In contrast, once people reached Australia, they became more-or-less isolated. There was some contact with the outside world, but no large scale migrations. Most interbreeding with outsiders was one way, with Aboriginal women bearing children to foreign men on Australian soil. And the limited gene flow that did run outwards moved very slowly and in small numbers. Maybe two Timorese each generations had an Australian ancestor. And maybe a hundred Javanese had Timorese ancestry and so forth through the whole SE Asian chain and through Malaya and India. There was just no large scale migration outwards from Australia to Southern Africa, and certainly no rapid, long distance migration equivalent to the movement of the Vandals into Egypt in a few generations, or the movement of the Bantu into Botswana in a few generations. As a result, Australians are much less closely related to Africans than Norwegians are.
So the last common ancestor of *every *Norwegian and *every *Aboriginal is probably ~40, 000 years ago. And the last common *every *Norwegian and every *every *San is probably ~60, 000 years ago. And the last common *every *Aboriginal and every *every *San is also probably ~60, 00 years ago.
But the last common ancestor of *any random *Norwegian and *any random *Aboriginal is probably ~30, 000 years ago. And the last common *any random *Norwegian and every *any random *San is probably ~10, 000 years ago. And the last common *any random *Aboriginal and every *any random *San is probably ~50, 000 years ago.
So while the split between Norse and San and Aboriginals and San is at the same time, the backflow rate has produced a much higher degree of relatedness.
Eyeballing the 3-D depictions (based on the three most principal components), the Hadza and Pygmies are very distinct from each other, within Africa. But the distance between Africans and non-Africans is also large.
According to that figure, Native Americans to Hadza appear to be the two groups which answer OP’s question. (The paper’s dataset included a few Australians, but no Andamanese.)
In very simplistic terms, humans spent hundreds of thousands of years distributing and differentiating themselves across Africa (with all the genetic variation that would imply).
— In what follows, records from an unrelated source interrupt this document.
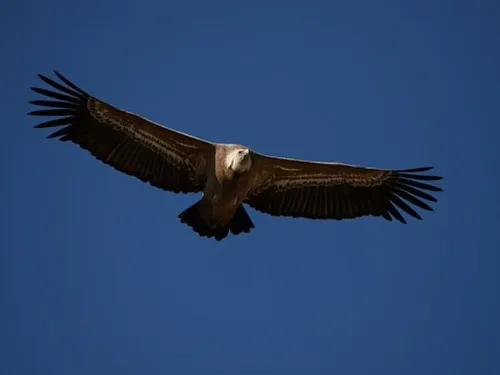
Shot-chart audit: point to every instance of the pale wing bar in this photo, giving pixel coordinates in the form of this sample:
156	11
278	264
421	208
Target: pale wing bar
110	139
344	197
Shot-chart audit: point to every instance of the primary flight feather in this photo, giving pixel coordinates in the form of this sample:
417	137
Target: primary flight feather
228	175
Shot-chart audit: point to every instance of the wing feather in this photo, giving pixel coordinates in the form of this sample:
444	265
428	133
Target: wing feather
134	145
319	190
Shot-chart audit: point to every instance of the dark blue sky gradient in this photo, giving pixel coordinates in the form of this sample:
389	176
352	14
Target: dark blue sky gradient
99	277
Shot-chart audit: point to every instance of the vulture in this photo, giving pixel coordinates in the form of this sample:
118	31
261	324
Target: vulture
227	175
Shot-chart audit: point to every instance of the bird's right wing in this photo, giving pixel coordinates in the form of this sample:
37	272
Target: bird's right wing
165	158
319	190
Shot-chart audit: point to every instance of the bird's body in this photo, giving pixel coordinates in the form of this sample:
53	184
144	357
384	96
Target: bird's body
228	175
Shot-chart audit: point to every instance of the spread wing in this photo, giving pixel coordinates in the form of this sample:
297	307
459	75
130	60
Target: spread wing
315	190
165	158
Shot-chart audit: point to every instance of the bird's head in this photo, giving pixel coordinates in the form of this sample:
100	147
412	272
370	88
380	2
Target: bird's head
239	160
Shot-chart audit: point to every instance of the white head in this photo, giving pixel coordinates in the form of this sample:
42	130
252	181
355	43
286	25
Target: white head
239	160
Then, a small (probably genetically similar) selection spread across the rest of the world.
The upshot is that humans have spent less time outside of Africa than they have within it.
Depending on the exact dates and the population that exited Africa you may well expect the greatest differences to exist within Africa itself.
This is a bizarre post. In what way are “African Negroes” a group, other than geographically and in a really old-fashioned racist view of the world? Where do you think the South Pacific Islanders came from, space?